What’s worse is that while playing through objectives that encourage sneakiness and stealth, before Naughty has actually done something wrong, everyone is suspicious of him, making it annoying to actually do anything that might lead to fun. Furthermore, because Naughty can’t walk amongst the bears after they are scared, for fear of the police being called or having the bears run away from him, it’s extremely time-consuming to wait for the proper opportunities to booby trap objects. If no bears saw Naughty commit a bad act, he should be free to roam, and suspicion should only rightfully rise over time.
When it comes down to it, Naughty Bear is a game that requires some thoughtful, well-designed levels and objectives to function properly. The concept is a decent one, but without interesting levels and ways to scare other bears, the fun is quickly sucked from the game. A wide variety of missions should have been offered as well, but none of them should’ve encouraged murdering the other bears until they were deeply disturbed, especially if the objective was to absolutely terrify just a single bear.
Building on every other horrible aspect of Naughty Bear are camera issues, choppy controls, bland melee combat, and a lack of personality. One great example is in sabotaging the items in the stage. It’s often very hard to position Naughty properly to perform the context-sensitive event, and not getting that to happen in the usually small time frame players are allotted is annoying.

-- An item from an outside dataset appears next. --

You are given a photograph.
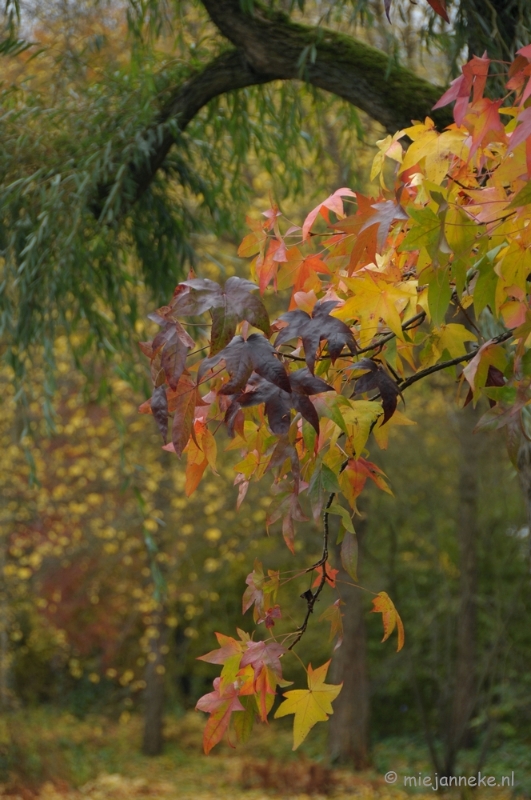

Finally, Naughty Bear also suffers from some massive framerate issues. Throughout the game players will notice chugging as they enter new areas, or if a number of characters all show up in the same place. This could be overlooked if it happened infrequently, but players will notice these issues in every single level.
I’m not sure what else there is to say about Naughty Bear; it’s just bad. The game was clearly born from a good concept that was seemingly poorly executed. The array of huge issues makes it seem as if an incomplete game was forced out the door due to a lack of funds. I couldn’t help but feel as I played through the game as if it was a prototype for the product that would be eventually made. While Naughty Bear looked as if it had potential to be an interesting game,it was, in execution, a very poor one, and I recommend that all players ignore this title. For those who had interest in it, pray that a sequel is made to fix all of the problems seen this time around.
The PS3 version of Naughty Bear offers no notable differences from its Xbox 360 brethren.
It is not clear whether or not the PS3 version also suffers from the freezing issues I encountered, as I reviewed the game with a copy for the Xbox 360.